The ryb2rgb() function in SeuratExtend translates RYB values into conventional RGB hex codes, which can then be used in standard plotting functions. This function accepts a vector of three numbers (ranging from 0 to 1), each representing the intensity of red, yellow, and blue, respectively. Here is a simple example of how to use ryb2rgb():

    ryb2rgb(ryb = c(r = 0.3, y = 0.5, b = 0.2))
    # Outputs: "#CCAF80"

Visualizing Primary and Secondary Colors

To illustrate how ryb2rgb() interprets different combinations of primary and secondary colors, consider the following example to create a visual palette:

library(scales)
library(dplyr)

data.frame(
  red = c(1, 0, 0),
  yellow = c(0, 1, 0),
  blue = c(0, 0, 1),
  orange = c(1, 1, 0),
  purple = c(1, 0, 1),
  green = c(0, 1, 1),
  black = c(1, 1, 1),
  grey = c(0.5, 0.5, 0.5),
  white = c(0, 0, 0)
) %>%
  apply(2, ryb2rgb) %>%
  show_col()

This section shows a palette derived from various RYB combinations, demonstrating how ryb2rgb() translates these combinations into RGB hex codes. This functionality is particularly useful for researchers and data scientists who need to customize their color schemes beyond the standard options provided by most visualization libraries.

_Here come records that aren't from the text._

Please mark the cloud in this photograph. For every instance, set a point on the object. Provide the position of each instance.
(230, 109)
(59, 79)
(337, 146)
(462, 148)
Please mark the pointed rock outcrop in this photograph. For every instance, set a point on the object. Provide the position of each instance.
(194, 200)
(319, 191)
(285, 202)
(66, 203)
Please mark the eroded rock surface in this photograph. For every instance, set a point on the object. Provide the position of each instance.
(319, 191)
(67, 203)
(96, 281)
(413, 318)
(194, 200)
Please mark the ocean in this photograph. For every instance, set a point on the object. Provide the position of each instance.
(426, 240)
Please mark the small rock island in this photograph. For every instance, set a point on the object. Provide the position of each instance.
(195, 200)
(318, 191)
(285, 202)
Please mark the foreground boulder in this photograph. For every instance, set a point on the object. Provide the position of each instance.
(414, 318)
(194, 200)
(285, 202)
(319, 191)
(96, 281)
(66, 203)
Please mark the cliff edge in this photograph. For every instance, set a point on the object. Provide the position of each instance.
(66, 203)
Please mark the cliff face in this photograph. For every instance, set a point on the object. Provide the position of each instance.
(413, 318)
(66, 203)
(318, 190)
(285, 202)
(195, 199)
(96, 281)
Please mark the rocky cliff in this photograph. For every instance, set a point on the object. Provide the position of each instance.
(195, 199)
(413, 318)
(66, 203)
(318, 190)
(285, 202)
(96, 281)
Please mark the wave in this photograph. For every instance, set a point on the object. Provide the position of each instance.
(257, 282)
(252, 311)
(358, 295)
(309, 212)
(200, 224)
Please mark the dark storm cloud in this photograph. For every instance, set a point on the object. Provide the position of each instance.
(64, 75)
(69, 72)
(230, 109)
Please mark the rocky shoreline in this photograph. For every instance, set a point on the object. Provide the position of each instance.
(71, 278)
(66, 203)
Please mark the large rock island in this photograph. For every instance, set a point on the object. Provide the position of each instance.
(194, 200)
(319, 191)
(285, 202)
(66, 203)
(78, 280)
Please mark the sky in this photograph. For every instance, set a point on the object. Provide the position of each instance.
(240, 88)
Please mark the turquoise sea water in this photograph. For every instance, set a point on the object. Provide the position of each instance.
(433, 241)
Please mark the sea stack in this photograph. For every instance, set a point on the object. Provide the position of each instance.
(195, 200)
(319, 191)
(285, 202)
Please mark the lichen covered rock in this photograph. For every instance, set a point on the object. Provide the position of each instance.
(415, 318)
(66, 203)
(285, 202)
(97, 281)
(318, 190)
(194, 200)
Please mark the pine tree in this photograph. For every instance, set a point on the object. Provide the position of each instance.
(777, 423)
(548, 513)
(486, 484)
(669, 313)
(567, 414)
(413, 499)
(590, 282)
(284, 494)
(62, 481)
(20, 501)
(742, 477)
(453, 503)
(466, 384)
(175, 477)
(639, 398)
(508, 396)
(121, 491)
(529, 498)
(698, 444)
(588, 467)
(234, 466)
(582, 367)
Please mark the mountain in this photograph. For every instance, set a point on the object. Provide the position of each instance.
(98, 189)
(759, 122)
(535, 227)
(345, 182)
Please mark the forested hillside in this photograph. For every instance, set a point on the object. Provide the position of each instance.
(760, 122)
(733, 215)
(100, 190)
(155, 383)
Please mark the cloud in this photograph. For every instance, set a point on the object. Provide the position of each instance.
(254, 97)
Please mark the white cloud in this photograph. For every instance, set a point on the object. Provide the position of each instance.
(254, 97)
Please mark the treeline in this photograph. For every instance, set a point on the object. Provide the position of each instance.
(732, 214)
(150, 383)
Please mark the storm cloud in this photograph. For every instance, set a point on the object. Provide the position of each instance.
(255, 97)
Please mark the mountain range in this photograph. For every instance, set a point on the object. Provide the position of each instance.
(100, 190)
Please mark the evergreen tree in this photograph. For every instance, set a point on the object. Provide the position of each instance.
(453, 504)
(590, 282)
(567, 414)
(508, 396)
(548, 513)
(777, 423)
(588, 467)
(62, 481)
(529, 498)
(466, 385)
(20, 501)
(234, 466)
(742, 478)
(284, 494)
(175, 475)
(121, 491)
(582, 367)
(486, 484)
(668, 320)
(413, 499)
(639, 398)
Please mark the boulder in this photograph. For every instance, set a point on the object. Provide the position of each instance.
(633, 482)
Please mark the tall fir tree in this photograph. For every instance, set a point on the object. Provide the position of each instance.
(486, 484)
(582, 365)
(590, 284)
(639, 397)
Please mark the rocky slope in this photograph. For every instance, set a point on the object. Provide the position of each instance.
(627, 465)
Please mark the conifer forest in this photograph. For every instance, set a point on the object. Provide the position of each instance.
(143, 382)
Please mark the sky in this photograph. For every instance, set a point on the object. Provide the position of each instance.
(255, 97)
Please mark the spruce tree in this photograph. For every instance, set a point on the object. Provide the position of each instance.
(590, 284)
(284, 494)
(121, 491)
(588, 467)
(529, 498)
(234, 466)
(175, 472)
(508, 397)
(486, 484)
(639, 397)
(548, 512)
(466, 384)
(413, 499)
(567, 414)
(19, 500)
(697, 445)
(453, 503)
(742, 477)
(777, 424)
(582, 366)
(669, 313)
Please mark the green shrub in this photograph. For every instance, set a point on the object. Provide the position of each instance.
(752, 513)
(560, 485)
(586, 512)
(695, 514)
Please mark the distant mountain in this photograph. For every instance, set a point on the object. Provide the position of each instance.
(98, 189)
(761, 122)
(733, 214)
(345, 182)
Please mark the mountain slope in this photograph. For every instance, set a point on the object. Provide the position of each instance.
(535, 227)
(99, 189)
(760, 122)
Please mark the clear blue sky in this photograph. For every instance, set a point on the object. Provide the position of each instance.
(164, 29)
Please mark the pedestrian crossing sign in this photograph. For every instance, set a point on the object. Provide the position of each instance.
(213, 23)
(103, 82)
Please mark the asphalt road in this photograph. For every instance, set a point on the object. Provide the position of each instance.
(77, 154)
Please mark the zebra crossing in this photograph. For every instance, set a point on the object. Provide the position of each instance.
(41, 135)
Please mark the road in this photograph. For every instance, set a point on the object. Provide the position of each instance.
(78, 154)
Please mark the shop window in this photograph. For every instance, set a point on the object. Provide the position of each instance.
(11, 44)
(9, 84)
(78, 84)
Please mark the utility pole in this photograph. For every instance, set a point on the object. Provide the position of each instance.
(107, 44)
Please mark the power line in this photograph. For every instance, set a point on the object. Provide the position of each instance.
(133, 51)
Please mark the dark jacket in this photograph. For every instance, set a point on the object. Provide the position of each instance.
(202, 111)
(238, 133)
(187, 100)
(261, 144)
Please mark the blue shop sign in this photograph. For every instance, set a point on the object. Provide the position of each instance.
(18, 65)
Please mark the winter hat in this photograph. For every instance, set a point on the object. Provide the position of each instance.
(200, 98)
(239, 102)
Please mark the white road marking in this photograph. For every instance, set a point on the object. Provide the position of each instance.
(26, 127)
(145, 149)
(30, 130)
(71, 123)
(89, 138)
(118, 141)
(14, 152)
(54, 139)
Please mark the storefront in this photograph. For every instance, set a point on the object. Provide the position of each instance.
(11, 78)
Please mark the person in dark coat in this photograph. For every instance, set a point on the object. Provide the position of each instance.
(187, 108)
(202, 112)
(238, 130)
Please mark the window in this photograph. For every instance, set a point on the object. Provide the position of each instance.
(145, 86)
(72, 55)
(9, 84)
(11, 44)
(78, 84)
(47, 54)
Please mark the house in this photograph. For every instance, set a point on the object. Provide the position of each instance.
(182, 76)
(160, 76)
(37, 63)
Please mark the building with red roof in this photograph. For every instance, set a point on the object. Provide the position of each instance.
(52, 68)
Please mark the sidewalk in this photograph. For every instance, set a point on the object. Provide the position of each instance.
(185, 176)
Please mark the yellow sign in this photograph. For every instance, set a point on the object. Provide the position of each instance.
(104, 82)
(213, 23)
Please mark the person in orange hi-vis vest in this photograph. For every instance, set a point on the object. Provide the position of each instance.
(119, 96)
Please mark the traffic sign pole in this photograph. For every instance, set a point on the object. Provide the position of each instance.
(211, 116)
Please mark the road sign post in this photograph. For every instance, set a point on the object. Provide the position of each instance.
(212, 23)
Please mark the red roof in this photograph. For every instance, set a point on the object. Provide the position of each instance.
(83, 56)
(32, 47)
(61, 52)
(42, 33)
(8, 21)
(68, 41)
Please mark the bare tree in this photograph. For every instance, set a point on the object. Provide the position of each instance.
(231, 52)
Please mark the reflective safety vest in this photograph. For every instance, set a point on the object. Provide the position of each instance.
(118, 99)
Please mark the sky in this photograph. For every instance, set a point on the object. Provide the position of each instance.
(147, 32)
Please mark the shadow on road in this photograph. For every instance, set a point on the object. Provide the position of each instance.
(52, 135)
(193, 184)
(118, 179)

Using save_colors to Manage Color Settings

The save_colors function is designed to store custom color settings within the Seurat object, facilitating their reuse across various visualization functions. This approach allows for consistent color usage across multiple plots and simplifies the management of color settings within a project.

This function primarily serves to complement visualization functions such as DimPlot2 and VlnPlot2. By storing color settings directly within the Seurat object, save_colors enables these visualization tools to automatically retrieve and apply the specified colors to variables such as gene expressions or clustering results. This ensures consistency and repeatability in the color schemes of your plots.

Here’s how you can use save_colors to specify and store color settings for certain variables, which can then be automatically utilized by functions like DimPlot2:

pbmc <- save_colors(pbmc, col_list = list(
  "cluster" = "pro_blue",
  "CD14" = "D",
  "CD3D" = c("#EEEEEE", "black")
))

# Now, when using DimPlot2, the specified colors for 'cluster', 'CD14', and 'CD3D' are automatically applied
DimPlot2(pbmc, features = c("cluster", "orig.ident", "CD14", "CD3D"))

This example demonstrates setting custom colors for the cluster, CD14, and CD3D variables and then using these colors in a dimension reduction plot without needing to specify them again in the DimPlot2 function. The colors are stored in the Seurat object and retrieved dynamically by the plotting function.